[PATCH 1/2] nvme: Wait at least 6000ms before entering the deepest idle state

From: Andy Lutomirski
Date: Wed May 24 2017 - 18:07:03 EST


This should at least make vendors less nervous about Linux's APST
policy. I'm not aware of any concrete bugs it would fix (although I
was hoping it would fix the Samsung/Dell quirk).

Cc: stable@xxxxxxxxxxxxxxx # v4.11
Cc: Kai-Heng Feng <kai.heng.feng@xxxxxxxxxxxxx>
Cc: Mario Limonciello <mario_limonciello@xxxxxxxx>
Signed-off-by: Andy Lutomirski <luto@xxxxxxxxxx>
---
drivers/nvme/host/core.c | 38 +++++++++++++++++++++++++++++++-------
1 file changed, 31 insertions(+), 7 deletions(-)

diff --git a/drivers/nvme/host/core.c b/drivers/nvme/host/core.c
index d5e0906262ea..381e9f813385 100644
--- a/drivers/nvme/host/core.c
+++ b/drivers/nvme/host/core.c
@@ -1325,13 +1325,7 @@ static void nvme_configure_apst(struct nvme_ctrl *ctrl)
/*
* APST (Autonomous Power State Transition) lets us program a
* table of power state transitions that the controller will
- * perform automatically. We configure it with a simple
- * heuristic: we are willing to spend at most 2% of the time
- * transitioning between power states. Therefore, when running
- * in any given state, we will enter the next lower-power
- * non-operational state after waiting 50 * (enlat + exlat)
- * microseconds, as long as that state's total latency is under
- * the requested maximum latency.
+ * perform automatically.
*
* We will not autonomously enter any non-operational state for
* which the total latency exceeds ps_max_latency_us. Users
@@ -1405,9 +1399,39 @@ static void nvme_configure_apst(struct nvme_ctrl *ctrl)
/*
* This state is good. Use it as the APST idle
* target for higher power states.
+ *
+ * Intel RSTe supposedly uses the following algorithm:
+ * 60ms delay to transition to the first
+ * non-operational state and 1000*exlat to each
+ * additional state.
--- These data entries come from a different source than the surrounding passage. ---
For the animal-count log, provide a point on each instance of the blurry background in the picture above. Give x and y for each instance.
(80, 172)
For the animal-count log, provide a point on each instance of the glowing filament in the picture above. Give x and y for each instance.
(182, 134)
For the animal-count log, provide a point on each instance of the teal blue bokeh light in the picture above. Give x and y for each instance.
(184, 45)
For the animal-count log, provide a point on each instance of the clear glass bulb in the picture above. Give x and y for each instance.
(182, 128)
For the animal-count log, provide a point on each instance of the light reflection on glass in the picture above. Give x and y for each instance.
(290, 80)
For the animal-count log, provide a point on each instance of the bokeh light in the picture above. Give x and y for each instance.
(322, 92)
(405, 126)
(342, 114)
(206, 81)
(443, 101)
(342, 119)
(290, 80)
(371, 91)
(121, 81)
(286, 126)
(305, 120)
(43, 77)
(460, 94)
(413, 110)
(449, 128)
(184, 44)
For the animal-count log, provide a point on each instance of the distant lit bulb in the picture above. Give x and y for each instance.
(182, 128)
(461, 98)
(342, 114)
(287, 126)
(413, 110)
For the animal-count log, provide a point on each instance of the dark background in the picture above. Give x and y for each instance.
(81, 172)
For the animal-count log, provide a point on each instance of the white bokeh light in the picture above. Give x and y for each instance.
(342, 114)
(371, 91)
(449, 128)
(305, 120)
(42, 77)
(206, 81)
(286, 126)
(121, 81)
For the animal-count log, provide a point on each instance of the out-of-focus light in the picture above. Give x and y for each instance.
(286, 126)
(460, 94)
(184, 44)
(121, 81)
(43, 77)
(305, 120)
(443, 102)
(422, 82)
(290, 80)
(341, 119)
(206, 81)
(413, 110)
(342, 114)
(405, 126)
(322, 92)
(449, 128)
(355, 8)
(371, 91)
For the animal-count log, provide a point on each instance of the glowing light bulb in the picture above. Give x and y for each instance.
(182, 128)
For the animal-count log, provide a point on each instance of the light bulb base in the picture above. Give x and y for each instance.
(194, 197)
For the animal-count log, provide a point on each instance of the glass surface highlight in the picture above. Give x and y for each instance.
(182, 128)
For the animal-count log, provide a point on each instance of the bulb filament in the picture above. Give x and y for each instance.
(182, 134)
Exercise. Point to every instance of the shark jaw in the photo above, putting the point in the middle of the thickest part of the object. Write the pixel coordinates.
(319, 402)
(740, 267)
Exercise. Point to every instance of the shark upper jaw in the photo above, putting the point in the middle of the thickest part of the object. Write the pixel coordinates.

This is problematic. 60ms is
+ * too short if the first non-operational state has
+ * high latency, and 1000*exlat into a state is
+ * absurdly slow. (exlat=22ms seems typical for the
+ * deepest state. A delay of 22 seconds to enter that
+ * state means that it will almost never be entered at
+ * all, wasting power and, worse, turning otherwise
+ * easy-to-detect hardware/firmware bugs into sporadic
+ * problems.
+ *
+ * Linux is willing to spend at most 2% of the time
+ * transitioning between power states. Therefore,
+ * when running in any given state, we will enter the
+ * next lower-power non-operational state after
+ * waiting 50 * (enlat + exlat) microseconds, as long
+ * as that state's total latency is under the
+ * requested maximum latency.
*/
transition_ms = total_latency_us + 19;
do_div(transition_ms, 20);
+
+ /*
+ * Some vendors have expressed nervousness about
+ * entering the deepest state after less than six
+ * seconds.
+ */
+ if (state == ctrl->npss && transition_ms < 6000)
+ transition_ms = 6000;
+
if (transition_ms > (1 << 24) - 1)
transition_ms = (1 << 24) - 1;

--
2.9.4